Will a 70B model even load on a 12GB RTX 3060?
Only with substantial CPU offload. A 70B model at q4 needs roughly 40 GB of memory total, far beyond 12 GB of VRAM, so most layers must live in system RAM. The GPU holds only a fraction; the rest is served by the CPU, which is why generation speed collapses to a fraction of what a fully-resident smaller model achieves.
How many tokens per second should I expect for 70B?
With most layers offloaded to DDR4 system RAM, public llama.cpp reports for this class of setup land in the low-single-digit tok/s range — slower than comfortable reading speed. It works for batch jobs you can leave running, but it is not practical for interactive chat or agentic loops that need many turns quickly.
Does dropping to q2 quantization fix the speed problem?

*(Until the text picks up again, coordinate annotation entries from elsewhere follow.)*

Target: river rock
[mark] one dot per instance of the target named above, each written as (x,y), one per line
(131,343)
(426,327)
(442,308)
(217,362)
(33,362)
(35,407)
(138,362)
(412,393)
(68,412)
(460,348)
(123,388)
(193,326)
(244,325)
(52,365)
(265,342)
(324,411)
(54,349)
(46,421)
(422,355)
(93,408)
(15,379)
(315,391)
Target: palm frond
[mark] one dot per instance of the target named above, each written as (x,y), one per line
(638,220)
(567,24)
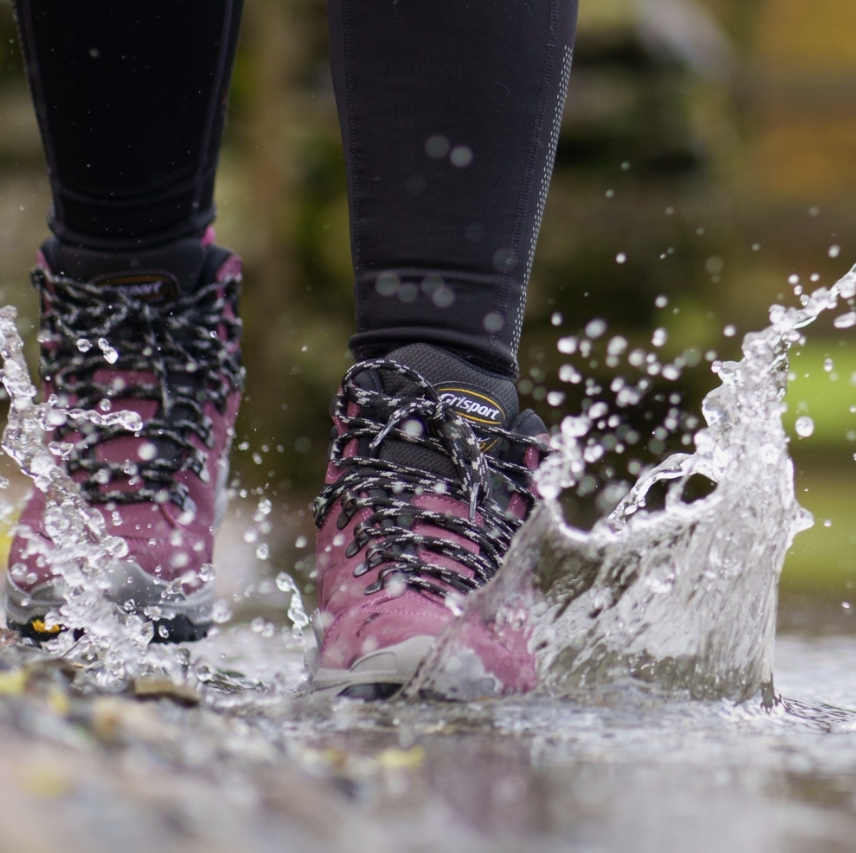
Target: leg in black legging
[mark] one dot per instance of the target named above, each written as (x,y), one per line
(130,99)
(450,115)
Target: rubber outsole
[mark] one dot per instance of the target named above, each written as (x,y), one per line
(179,629)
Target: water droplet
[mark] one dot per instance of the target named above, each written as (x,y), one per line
(804,426)
(221,612)
(461,156)
(595,328)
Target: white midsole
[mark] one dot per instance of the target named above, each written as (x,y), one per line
(391,665)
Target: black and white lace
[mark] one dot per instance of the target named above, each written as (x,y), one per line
(181,355)
(482,482)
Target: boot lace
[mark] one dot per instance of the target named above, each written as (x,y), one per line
(181,355)
(482,482)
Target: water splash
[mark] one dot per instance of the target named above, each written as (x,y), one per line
(111,643)
(680,601)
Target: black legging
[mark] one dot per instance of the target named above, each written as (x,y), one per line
(450,113)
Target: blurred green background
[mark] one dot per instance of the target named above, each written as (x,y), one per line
(711,143)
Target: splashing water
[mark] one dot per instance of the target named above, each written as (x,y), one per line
(113,644)
(680,601)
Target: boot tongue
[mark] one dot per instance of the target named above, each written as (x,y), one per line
(480,397)
(154,275)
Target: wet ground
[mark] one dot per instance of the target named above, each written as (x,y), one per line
(242,760)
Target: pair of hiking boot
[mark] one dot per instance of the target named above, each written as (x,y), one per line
(428,477)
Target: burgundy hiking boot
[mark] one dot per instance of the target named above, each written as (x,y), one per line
(429,477)
(157,333)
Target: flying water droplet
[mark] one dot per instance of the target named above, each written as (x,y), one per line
(804,426)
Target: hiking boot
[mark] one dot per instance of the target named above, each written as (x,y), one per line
(156,333)
(429,477)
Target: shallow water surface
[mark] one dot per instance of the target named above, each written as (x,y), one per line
(633,774)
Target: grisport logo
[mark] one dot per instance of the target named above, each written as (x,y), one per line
(147,285)
(473,405)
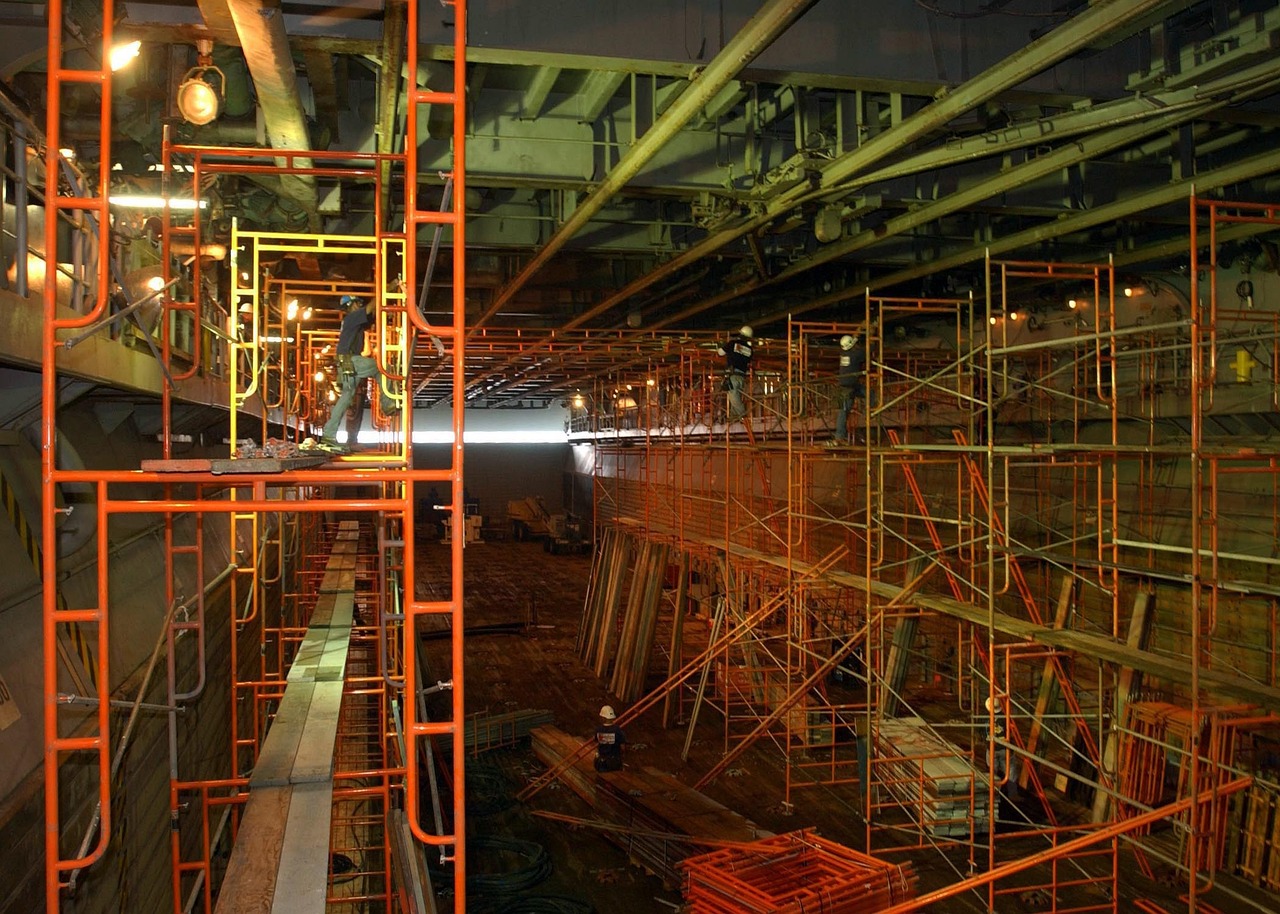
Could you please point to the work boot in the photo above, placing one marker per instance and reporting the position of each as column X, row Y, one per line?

It helps fit more layers in VRAM and RAM, but q2 carries real quality loss that's most visible on reasoning and coding tasks, and it doesn't change the fundamental DDR4 bandwidth ceiling for offloaded layers. You often get a faster-but-noticeably-dumber 70B, which defeats the point of running the larger model at all.
Is more system RAM or a bigger GPU the better upgrade?
For genuinely running 70B locally at usable speed, VRAM is the binding constraint, so a larger-VRAM GPU helps far more than extra RAM once you have 32–64 GB. On a fixed budget, most users are better served pairing the RTX 3060 with a strong 13–14B model than chasing 70B through heavy offload.
When does cloud inference make more sense than local 70B?
If you need 70B-class quality at interactive speed only occasionally, hosted inference is usually cheaper per token than the time cost of multi-second-per-token local generation. Keep the RTX 3060 for fast 8–14B local work and reach for cloud APIs when a task genuinely needs frontier-scale reasoning.